For various reasons, I've become quite curious about what the % operator does _internally_ in C++.
For instance, one could define N%k for 0 < k < N by repeated subtraction, as in
while(N >= k) { N -= k; } return N;
but this would be very bad ( floor(N/k) steps is too much!! ).
Therefore, I was wondering: How is the modulus (%) actually implemented in C++? Is it dependent on the compiler or the system you're running on? Is there any online documentation which answers this type of question? (I have similar questions about integer division, bitwise operators, comparison operators, etc.)
-----------
Alternatively, here is a more explicit question. Its answer should be fairly illustrative, with or without the previous answers...

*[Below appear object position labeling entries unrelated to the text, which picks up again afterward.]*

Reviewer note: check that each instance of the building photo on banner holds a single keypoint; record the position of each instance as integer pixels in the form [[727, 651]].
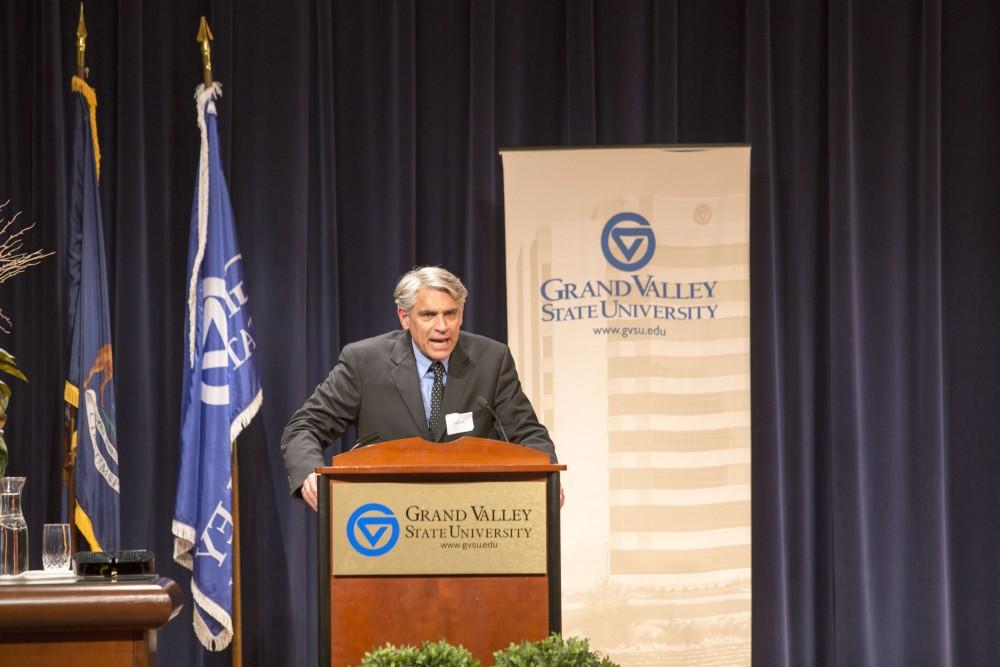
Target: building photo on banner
[[628, 291]]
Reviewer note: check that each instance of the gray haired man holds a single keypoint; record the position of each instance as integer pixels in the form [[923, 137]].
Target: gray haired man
[[428, 379]]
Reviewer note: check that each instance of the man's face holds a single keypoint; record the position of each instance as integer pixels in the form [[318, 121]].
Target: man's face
[[433, 322]]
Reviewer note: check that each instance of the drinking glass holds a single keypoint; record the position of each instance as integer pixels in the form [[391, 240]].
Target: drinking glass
[[55, 546]]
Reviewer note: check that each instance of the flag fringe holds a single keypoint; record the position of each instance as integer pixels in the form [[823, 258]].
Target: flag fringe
[[244, 418], [183, 544], [202, 96], [210, 641], [78, 85]]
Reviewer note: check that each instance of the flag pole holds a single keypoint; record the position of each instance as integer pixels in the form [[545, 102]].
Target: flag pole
[[71, 394], [204, 38]]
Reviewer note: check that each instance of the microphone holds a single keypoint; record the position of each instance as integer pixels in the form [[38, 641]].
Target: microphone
[[483, 403], [365, 441]]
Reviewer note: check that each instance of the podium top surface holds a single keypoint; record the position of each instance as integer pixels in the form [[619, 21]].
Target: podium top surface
[[419, 456], [131, 603]]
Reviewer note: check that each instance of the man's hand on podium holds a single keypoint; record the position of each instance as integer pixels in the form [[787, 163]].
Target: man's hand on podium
[[309, 490]]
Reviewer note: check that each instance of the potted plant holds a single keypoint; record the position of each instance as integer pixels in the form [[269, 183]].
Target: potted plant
[[553, 651]]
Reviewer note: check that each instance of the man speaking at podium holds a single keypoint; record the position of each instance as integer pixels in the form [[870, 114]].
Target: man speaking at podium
[[428, 379]]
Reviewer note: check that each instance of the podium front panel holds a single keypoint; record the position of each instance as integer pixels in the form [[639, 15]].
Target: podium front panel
[[406, 528]]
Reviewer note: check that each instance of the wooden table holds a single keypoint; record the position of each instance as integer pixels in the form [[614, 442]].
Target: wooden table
[[85, 622]]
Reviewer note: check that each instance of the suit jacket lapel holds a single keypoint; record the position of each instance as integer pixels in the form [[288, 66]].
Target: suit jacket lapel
[[404, 376], [461, 368]]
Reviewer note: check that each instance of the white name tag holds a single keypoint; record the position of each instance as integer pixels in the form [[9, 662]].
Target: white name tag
[[458, 422]]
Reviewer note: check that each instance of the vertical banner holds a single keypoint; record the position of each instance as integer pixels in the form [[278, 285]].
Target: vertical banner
[[628, 312]]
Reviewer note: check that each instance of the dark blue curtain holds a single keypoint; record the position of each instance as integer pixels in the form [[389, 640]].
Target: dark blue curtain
[[360, 138]]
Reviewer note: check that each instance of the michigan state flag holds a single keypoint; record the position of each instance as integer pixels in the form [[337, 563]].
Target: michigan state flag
[[90, 383], [221, 390]]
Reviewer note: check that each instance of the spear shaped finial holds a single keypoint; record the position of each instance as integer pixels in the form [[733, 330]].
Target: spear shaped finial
[[203, 38], [81, 46]]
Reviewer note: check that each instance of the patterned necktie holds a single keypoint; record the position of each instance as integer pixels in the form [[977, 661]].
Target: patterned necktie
[[437, 396]]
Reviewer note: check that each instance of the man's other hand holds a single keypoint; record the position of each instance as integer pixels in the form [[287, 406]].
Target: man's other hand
[[309, 490]]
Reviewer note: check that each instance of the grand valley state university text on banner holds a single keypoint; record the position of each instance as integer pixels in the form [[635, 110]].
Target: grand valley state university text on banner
[[628, 312]]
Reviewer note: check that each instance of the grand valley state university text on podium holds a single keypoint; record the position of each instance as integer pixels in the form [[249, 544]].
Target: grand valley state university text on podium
[[425, 541]]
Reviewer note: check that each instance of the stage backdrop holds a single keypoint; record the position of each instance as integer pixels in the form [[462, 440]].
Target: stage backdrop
[[628, 313]]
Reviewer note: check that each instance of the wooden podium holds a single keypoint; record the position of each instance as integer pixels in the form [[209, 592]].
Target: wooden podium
[[426, 541], [86, 622]]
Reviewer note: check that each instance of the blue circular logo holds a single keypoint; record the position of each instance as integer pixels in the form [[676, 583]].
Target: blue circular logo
[[372, 529], [622, 239]]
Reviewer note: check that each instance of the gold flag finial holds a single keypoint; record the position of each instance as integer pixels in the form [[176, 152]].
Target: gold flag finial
[[203, 38], [81, 46]]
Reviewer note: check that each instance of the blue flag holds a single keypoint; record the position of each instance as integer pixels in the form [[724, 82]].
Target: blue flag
[[90, 384], [221, 390]]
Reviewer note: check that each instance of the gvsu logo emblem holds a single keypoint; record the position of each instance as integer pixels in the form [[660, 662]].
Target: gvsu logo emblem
[[373, 529], [628, 242]]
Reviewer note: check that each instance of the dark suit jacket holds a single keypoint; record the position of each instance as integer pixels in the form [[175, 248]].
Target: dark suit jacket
[[375, 387]]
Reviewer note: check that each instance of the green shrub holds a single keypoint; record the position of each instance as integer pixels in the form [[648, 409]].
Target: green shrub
[[553, 651], [431, 654]]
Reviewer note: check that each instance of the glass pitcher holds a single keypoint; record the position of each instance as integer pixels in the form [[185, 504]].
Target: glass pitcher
[[13, 529]]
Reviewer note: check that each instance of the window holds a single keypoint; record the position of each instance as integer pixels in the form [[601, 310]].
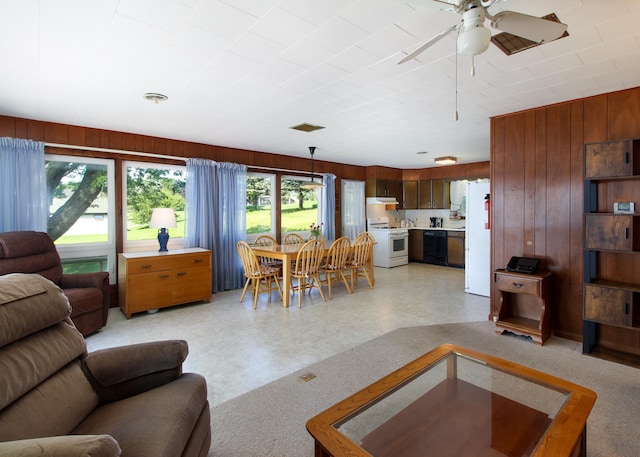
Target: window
[[260, 214], [299, 206], [149, 186], [81, 223]]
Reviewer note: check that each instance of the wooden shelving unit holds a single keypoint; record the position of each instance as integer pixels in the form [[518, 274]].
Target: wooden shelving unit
[[611, 300]]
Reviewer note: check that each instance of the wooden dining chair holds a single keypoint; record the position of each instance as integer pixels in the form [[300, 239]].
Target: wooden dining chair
[[335, 264], [360, 263], [306, 269], [268, 242], [293, 238], [262, 277]]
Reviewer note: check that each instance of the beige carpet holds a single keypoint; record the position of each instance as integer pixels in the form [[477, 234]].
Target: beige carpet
[[270, 420]]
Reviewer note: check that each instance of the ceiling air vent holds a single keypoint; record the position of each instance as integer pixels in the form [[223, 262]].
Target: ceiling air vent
[[306, 127], [511, 44]]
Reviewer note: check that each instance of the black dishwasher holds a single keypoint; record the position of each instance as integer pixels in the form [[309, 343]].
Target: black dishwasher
[[435, 247]]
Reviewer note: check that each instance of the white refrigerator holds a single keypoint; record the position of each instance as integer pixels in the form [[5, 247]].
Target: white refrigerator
[[477, 268]]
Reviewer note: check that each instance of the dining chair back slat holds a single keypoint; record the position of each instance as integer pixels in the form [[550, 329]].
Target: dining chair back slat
[[261, 277], [336, 264], [306, 269]]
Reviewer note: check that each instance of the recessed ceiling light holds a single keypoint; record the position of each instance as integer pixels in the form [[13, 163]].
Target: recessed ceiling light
[[155, 98], [306, 127], [448, 160]]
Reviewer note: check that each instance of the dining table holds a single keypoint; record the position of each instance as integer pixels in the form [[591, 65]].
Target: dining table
[[288, 253]]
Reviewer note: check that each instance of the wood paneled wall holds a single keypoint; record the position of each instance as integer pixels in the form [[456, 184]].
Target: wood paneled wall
[[537, 198]]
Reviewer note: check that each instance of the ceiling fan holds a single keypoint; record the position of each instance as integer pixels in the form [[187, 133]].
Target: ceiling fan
[[474, 37]]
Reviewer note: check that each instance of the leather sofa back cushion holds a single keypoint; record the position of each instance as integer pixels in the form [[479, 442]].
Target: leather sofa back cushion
[[29, 362], [21, 306], [54, 407], [29, 252]]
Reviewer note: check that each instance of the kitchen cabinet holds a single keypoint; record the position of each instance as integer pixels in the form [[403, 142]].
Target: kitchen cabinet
[[416, 246], [434, 194], [523, 306], [152, 280], [611, 292], [384, 188], [455, 248], [410, 195]]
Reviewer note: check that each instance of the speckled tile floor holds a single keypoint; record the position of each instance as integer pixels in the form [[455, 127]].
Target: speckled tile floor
[[239, 349]]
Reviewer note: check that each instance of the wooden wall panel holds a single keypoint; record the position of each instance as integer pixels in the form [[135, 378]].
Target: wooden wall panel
[[497, 204], [624, 114], [555, 148]]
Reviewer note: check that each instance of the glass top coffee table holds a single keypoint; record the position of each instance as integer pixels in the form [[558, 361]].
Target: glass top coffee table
[[454, 401]]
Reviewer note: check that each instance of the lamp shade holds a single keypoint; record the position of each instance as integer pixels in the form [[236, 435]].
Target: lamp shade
[[163, 218]]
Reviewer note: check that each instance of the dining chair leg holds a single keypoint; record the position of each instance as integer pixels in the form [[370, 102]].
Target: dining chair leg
[[246, 284]]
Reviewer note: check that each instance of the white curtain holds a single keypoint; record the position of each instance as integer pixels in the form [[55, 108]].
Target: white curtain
[[215, 217], [328, 206], [23, 190], [353, 208]]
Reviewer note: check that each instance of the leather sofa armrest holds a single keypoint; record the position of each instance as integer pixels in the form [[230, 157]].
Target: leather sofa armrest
[[63, 446], [83, 280], [124, 371]]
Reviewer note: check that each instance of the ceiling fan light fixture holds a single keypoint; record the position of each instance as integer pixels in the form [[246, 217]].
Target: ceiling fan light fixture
[[447, 160], [474, 41], [312, 184]]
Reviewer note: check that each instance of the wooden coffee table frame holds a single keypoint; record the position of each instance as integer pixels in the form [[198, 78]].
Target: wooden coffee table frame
[[565, 436]]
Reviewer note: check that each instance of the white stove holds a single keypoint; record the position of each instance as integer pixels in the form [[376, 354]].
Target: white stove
[[392, 243]]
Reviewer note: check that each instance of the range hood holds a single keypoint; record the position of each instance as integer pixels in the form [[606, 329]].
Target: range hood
[[382, 201]]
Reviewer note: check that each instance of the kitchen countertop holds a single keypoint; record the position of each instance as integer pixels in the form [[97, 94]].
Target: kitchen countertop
[[448, 229]]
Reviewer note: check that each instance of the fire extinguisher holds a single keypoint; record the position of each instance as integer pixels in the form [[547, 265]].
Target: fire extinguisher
[[487, 209]]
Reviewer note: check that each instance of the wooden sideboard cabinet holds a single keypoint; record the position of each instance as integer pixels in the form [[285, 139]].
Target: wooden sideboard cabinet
[[611, 293], [524, 301], [152, 280]]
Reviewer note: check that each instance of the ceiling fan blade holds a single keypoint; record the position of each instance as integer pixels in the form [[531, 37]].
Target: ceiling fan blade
[[431, 42], [530, 27]]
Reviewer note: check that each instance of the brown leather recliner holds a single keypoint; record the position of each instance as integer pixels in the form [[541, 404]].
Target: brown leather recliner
[[57, 399], [34, 252]]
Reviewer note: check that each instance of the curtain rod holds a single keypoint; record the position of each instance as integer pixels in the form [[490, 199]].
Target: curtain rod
[[160, 156]]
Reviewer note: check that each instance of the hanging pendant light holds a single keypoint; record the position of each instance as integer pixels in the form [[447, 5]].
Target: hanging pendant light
[[312, 184]]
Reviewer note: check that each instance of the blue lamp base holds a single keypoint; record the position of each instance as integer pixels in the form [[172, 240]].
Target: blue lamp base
[[163, 239]]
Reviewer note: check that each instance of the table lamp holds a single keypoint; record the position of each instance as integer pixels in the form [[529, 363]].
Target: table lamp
[[163, 218]]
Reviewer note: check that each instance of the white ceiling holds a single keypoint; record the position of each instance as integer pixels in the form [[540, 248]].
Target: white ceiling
[[239, 73]]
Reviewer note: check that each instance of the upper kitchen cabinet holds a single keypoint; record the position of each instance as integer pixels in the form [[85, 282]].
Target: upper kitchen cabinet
[[612, 159], [434, 194], [410, 195], [384, 188]]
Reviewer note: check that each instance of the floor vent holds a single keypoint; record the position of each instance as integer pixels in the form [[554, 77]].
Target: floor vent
[[307, 377]]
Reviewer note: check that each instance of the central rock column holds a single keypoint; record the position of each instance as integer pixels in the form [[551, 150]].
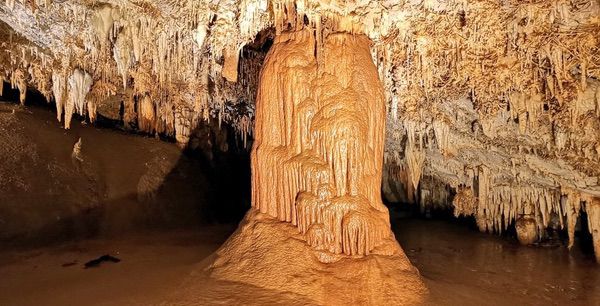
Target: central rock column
[[317, 229], [318, 152]]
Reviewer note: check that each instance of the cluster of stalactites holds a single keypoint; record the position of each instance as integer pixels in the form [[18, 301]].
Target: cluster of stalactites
[[495, 207], [318, 148], [70, 95]]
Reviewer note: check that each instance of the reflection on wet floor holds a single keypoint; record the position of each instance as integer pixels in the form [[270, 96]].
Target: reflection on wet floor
[[464, 267]]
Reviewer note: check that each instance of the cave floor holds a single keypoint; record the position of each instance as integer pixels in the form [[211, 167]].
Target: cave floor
[[459, 266]]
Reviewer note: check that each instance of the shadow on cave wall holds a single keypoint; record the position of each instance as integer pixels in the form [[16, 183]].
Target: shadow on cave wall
[[158, 186]]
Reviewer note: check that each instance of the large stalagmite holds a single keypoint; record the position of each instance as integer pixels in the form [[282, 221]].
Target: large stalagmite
[[318, 227]]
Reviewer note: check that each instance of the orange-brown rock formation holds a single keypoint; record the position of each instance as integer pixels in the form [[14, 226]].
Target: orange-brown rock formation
[[318, 228]]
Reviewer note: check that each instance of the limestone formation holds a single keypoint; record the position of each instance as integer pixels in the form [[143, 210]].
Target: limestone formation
[[495, 101], [317, 165]]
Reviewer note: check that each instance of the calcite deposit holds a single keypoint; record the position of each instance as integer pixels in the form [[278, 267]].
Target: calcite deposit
[[492, 107]]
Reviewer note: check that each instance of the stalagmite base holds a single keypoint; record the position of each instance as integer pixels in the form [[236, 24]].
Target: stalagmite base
[[318, 228]]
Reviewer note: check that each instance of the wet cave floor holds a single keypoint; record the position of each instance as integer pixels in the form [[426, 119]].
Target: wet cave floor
[[459, 265]]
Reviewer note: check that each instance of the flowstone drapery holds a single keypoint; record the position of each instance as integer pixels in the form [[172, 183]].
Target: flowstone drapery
[[318, 153], [318, 228]]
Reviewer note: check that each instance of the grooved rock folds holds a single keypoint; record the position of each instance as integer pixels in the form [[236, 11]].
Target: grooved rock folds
[[318, 154], [266, 256], [318, 229]]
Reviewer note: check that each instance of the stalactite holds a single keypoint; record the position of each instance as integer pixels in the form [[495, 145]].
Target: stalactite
[[18, 81], [78, 87], [59, 91]]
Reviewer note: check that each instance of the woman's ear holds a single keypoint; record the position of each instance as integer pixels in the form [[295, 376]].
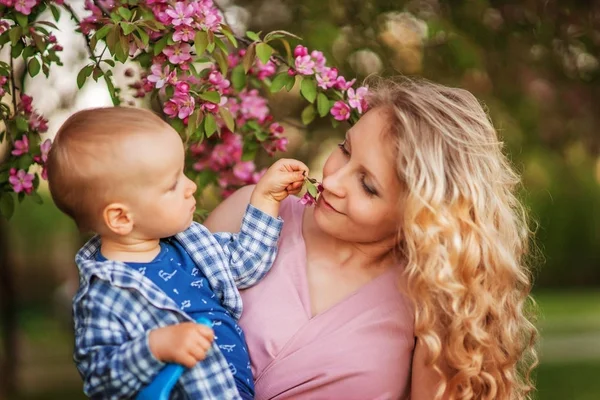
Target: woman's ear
[[118, 219]]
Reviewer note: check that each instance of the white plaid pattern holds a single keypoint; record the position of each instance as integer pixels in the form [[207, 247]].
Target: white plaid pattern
[[116, 307]]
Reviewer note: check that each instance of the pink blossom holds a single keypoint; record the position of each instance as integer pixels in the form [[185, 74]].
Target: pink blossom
[[180, 105], [356, 99], [300, 51], [326, 78], [160, 76], [38, 123], [178, 53], [340, 111], [341, 84], [21, 146], [244, 170], [25, 104], [181, 14], [308, 200], [21, 181], [44, 150], [305, 65], [265, 70], [24, 6], [183, 33], [253, 106], [217, 79], [319, 59]]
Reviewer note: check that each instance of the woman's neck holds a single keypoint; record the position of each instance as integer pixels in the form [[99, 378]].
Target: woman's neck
[[373, 255], [128, 249]]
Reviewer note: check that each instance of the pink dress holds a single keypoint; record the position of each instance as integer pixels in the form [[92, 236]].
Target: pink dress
[[361, 348]]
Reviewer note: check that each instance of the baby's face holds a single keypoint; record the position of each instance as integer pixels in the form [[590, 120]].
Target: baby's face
[[163, 203]]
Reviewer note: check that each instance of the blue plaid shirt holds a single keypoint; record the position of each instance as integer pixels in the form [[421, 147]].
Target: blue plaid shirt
[[116, 307]]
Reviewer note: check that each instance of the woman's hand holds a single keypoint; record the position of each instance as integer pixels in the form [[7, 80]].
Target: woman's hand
[[284, 177]]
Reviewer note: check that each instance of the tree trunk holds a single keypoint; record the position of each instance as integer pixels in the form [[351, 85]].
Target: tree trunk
[[8, 315]]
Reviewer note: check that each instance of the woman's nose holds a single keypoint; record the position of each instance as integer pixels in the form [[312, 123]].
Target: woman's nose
[[335, 182]]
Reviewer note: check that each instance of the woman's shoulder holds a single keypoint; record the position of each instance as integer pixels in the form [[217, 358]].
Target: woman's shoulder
[[227, 216]]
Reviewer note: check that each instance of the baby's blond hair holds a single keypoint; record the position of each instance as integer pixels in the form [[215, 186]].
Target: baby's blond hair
[[86, 155]]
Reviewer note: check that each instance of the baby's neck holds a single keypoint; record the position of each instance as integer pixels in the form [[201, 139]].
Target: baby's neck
[[129, 250]]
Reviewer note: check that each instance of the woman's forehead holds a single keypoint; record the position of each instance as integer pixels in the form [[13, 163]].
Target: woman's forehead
[[373, 148]]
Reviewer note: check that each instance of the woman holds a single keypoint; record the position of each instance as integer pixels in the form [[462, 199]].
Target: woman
[[407, 278]]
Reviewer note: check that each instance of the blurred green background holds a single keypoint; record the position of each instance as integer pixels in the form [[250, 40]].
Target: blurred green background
[[535, 65]]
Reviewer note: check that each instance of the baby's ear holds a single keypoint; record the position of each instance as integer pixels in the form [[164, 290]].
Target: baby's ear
[[118, 218]]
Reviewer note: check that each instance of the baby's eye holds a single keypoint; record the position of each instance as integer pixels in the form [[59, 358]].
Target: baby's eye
[[342, 147]]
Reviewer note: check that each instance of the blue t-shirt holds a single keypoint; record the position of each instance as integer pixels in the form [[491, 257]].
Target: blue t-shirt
[[175, 273]]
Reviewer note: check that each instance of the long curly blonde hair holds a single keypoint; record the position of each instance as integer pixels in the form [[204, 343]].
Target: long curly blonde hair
[[465, 238]]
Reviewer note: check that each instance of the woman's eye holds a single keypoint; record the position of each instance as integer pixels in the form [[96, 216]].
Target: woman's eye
[[368, 190], [342, 147]]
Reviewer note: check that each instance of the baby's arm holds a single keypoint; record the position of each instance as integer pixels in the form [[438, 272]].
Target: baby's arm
[[252, 251], [111, 362]]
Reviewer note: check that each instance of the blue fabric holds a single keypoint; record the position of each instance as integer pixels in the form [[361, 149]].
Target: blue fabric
[[175, 273], [116, 306]]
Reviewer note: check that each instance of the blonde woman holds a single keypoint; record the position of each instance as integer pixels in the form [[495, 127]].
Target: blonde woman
[[407, 279]]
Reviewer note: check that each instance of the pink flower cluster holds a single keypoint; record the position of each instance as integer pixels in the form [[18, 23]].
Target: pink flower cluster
[[21, 180], [224, 157], [186, 16], [327, 78]]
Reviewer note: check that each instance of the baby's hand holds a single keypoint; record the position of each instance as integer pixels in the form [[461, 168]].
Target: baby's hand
[[284, 177], [185, 343]]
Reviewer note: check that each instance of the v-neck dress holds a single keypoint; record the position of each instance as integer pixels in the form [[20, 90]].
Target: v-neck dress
[[360, 348]]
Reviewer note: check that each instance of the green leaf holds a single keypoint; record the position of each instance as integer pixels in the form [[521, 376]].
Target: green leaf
[[249, 150], [213, 97], [15, 35], [278, 34], [7, 205], [36, 198], [229, 35], [24, 162], [111, 90], [280, 80], [308, 114], [308, 88], [125, 13], [21, 19], [221, 60], [220, 44], [33, 67], [261, 135], [248, 59], [102, 32], [144, 36], [200, 42], [127, 27], [22, 124], [210, 125], [264, 51], [228, 118], [193, 122], [84, 74], [238, 78], [323, 104], [160, 45], [290, 85], [253, 36], [312, 189], [55, 12]]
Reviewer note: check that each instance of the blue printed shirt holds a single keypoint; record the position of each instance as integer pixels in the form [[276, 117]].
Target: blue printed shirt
[[176, 274], [116, 306]]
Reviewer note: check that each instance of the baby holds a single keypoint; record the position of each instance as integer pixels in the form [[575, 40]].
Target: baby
[[150, 271]]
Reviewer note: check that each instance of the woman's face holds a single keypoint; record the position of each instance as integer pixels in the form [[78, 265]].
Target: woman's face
[[361, 190]]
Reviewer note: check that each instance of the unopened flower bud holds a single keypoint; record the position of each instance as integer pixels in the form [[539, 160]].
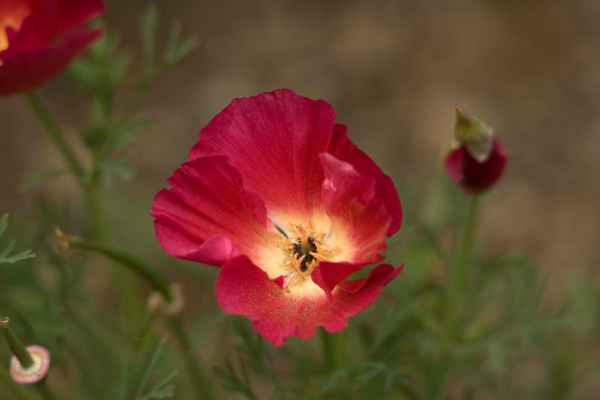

Suppose N is some non-negative integer, stored as an unsigned int, or an unsigned long long, etc... What is the difference between N % 4 and N & 3 ?
2015-02-14T00:51:10Z
Since the only answer so far doesn't answer my intended question at all, it occurs to me that I may not have been clear enough.
I have absolutely no problem with using the % operator or understanding its _result_. My question is: How?
That is, when you use the operator %, what steps does the program do to find the result?
2015-02-14T00:57:46Z
It definitely isn't by repeated subtraction, since then something like N % 4 for a typical unsigned long long N would take absolutely forever (roughly O(N) ).
I suppose it could be something like repeated subtraction of left-shifted copies of 4 (which is O(log N), I think), but this is exactly what I'm asking:
What is the precise method used to find the modulus?
Kookiemon2015-02-14T00:51:37Z
Favorite Answer
How is the modulus (%) actually implemented in C++?
If I were to hazard a guess I would imagine it relies on the DIV Assembly command which stores the remainder in the AH, DX, or EDX register depending on the size of the values being divided; a BYTE, WORD, or DWORD.
So what does all this mean?
A computer uses machine code to run every single command that the CPU uses to do it's magic; it's fairly unintelligible though. Just above machine code is assembly language which is a low-level programming language that directly translates to machine code sans all the semantic names. A compiler such as C++ converts the code you type into machine code.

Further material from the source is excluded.